National Weather Service United States Department of Commerce

Warning Operations


The most important responsibility of any NWS field office is the timely issuance of severe weather warnings. The WSR-88D Doppler radar has dramatically helped in this task. Our radar tower is located next to our parking lot outside our front door. AWIPS has been configured so that radar monitoring and warning issuance are performed at any of our AWIPS workstations.
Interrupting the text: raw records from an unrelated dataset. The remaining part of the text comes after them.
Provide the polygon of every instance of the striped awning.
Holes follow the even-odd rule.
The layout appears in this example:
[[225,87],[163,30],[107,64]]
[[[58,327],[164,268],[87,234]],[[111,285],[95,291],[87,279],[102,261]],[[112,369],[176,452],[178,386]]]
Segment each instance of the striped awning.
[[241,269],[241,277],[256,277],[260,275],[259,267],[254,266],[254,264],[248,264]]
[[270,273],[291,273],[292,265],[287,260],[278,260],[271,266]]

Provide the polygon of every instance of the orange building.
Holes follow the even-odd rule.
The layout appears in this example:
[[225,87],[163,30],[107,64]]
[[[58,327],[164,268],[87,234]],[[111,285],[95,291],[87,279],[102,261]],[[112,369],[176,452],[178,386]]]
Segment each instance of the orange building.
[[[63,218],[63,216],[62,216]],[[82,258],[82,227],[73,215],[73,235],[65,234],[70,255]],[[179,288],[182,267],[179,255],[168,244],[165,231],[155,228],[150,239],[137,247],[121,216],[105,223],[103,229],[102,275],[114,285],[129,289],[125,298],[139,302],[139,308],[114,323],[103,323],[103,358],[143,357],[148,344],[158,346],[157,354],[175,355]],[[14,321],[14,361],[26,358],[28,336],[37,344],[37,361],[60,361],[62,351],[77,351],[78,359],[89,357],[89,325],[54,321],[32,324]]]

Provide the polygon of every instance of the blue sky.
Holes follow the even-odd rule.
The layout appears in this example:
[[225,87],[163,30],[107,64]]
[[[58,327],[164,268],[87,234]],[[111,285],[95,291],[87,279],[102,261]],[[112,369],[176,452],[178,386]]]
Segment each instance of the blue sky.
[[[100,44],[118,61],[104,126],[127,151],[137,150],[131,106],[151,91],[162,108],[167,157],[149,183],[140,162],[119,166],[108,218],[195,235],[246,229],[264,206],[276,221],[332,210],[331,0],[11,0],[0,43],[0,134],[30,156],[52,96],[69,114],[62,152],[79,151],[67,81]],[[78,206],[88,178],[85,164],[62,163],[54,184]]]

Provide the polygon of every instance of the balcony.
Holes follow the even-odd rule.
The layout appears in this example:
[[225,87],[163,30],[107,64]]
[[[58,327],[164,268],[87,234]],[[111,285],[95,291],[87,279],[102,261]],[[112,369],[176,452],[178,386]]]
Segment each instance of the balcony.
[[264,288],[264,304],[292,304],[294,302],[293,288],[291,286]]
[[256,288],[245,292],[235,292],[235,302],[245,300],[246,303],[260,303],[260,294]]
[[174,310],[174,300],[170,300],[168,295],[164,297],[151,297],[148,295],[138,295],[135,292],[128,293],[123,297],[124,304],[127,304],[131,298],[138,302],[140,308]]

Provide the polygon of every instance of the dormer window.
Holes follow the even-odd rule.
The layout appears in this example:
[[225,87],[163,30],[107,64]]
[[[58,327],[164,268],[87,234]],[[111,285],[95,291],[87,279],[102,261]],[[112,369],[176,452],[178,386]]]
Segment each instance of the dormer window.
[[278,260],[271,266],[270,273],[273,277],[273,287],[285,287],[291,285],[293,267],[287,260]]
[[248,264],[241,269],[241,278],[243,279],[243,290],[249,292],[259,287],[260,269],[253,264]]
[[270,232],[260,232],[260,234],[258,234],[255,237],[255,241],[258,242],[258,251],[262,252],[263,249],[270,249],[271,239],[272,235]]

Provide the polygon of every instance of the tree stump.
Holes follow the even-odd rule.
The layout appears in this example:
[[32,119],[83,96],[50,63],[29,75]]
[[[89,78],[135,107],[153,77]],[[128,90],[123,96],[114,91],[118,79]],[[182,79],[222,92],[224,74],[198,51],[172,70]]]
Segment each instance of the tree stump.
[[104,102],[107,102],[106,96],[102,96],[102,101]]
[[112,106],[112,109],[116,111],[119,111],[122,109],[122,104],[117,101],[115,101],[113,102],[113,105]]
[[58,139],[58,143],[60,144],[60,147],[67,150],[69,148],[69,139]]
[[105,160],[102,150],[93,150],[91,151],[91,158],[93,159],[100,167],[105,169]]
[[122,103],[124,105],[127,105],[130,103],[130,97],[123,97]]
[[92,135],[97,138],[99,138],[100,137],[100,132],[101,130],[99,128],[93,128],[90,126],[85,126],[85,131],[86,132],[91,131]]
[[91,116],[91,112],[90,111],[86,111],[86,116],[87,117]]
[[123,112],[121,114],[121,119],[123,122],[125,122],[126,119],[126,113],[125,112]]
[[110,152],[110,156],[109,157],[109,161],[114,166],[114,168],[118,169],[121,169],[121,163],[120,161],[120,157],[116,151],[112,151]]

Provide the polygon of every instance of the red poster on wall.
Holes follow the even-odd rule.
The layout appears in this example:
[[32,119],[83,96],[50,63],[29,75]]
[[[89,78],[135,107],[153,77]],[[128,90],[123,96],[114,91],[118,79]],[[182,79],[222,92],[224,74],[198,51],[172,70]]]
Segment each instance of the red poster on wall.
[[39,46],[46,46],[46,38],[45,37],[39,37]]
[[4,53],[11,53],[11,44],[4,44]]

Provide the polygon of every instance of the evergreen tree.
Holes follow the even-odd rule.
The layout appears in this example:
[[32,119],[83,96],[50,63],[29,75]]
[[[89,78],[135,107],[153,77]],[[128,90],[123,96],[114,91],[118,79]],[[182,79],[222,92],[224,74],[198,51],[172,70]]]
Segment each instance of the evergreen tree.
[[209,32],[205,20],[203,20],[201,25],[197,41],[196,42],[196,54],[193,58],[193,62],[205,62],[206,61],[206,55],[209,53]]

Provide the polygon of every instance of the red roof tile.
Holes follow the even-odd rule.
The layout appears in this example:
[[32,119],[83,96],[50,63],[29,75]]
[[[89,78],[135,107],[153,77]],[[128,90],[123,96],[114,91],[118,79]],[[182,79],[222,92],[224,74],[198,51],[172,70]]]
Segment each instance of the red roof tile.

How we issue a severe storm warning:


Radar surveillance is always part of the job.  On a day-to-day basis, both forecasters are performing this function while completing their other duties. However, in active weather, this is a much more time-consuming process.Therefore, at least one meteorologist is solely assigned this task. After interrogating a storm, if the radar meteorologist determines that a warning is required, he/she clicks on an icon that's in the upper right corner of the AWIPS graphic screen. This activates the warning program. A cursor pops up on the screen, along with a dialog box (seen below). The cursor is moved to the storm of concern on the current radar image, and a radar image from 10 to 15 minutes prior. This is so the computer can calculate storm movement. The meteorologist then makes sure the proper items are clicked in the box, including warning type, valid time, and any appropriate instructions, and then clicks an icon at the bottom of the screen to compose the warning. AWIPS then composes the warning, and includes the names of communities in the path of the storm, and the time they will be first affected. The meteorologist has a chance to make any necessary additions or adjustments on a text workstation before issuing the warning.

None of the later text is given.